Английский язык должен быть более элегантен. На самом деле, писать по-английски труднее, хотя договориться на нём удобнее. На русском пишу стихи, написал около 400. Когда пишу по-русски, чувствую, что могу делать, что захочу. Я не думаю, что моё знание английского хуже, чем русского, но такой свободы в английском языке я себе не позволяю. Может быть, уважаю английский язык больше?
– «Можно ли запретить музыку? Какое воздействие оказало бы это на людей?»
– Я долго намеревался написать книгу о жизни без музыки. Музыка может иметь суровые последствия. Думаю, если бы мы долго слушали последнюю «Патетическую» симфонию Чайковского, она бы нас погубила. Я полагаю, она уничтожила и самого Чайковского. Некоторые части «Реквиема» Моцарта могли бы нас уничтожить, если бы мы их очень внимательно и постоянно слушали. Конечно же, музыку нельзя запретить, но я попытался представить, как бы мы жили, что делали бы без музыки … При некоторых диктатурах музыку ограничивают, но в нынешнее время совсем уничтожить её нельзя. С другой стороны, я могу шутить, что и сам с удовольствием запретил бы множество плохих произведений.
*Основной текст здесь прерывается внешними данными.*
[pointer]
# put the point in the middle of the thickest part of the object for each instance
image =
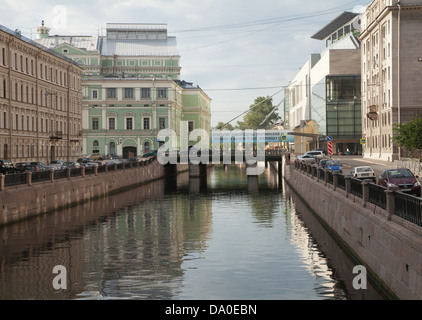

– Кроме упомянутых Ваших амплуа, вы ещё и коллекционер – у Вас огромный винный подвал, коллекционируете антикварную мебель. Чем привлекают Вас эти занятия?
– Знаете, я не являюсь настоящим коллекционером. Люблю вино, поэтому его и покупаю. То же самое и с мебелью. Просто хочу быть окружённым красивыми вещами, которые мне нравятся. Несмотря на то, что своими словами или внешностью я могу выглядеть пессимистично, а в моих книгах много трагизма, несмотря на то, что играя, всегда стараюсь выявить трагические элементы произведений, в жизни я – человек, наслаждающийся красотой и стараюсь радоваться каждому её мгновению.
Милда Целешюте, “DELFI”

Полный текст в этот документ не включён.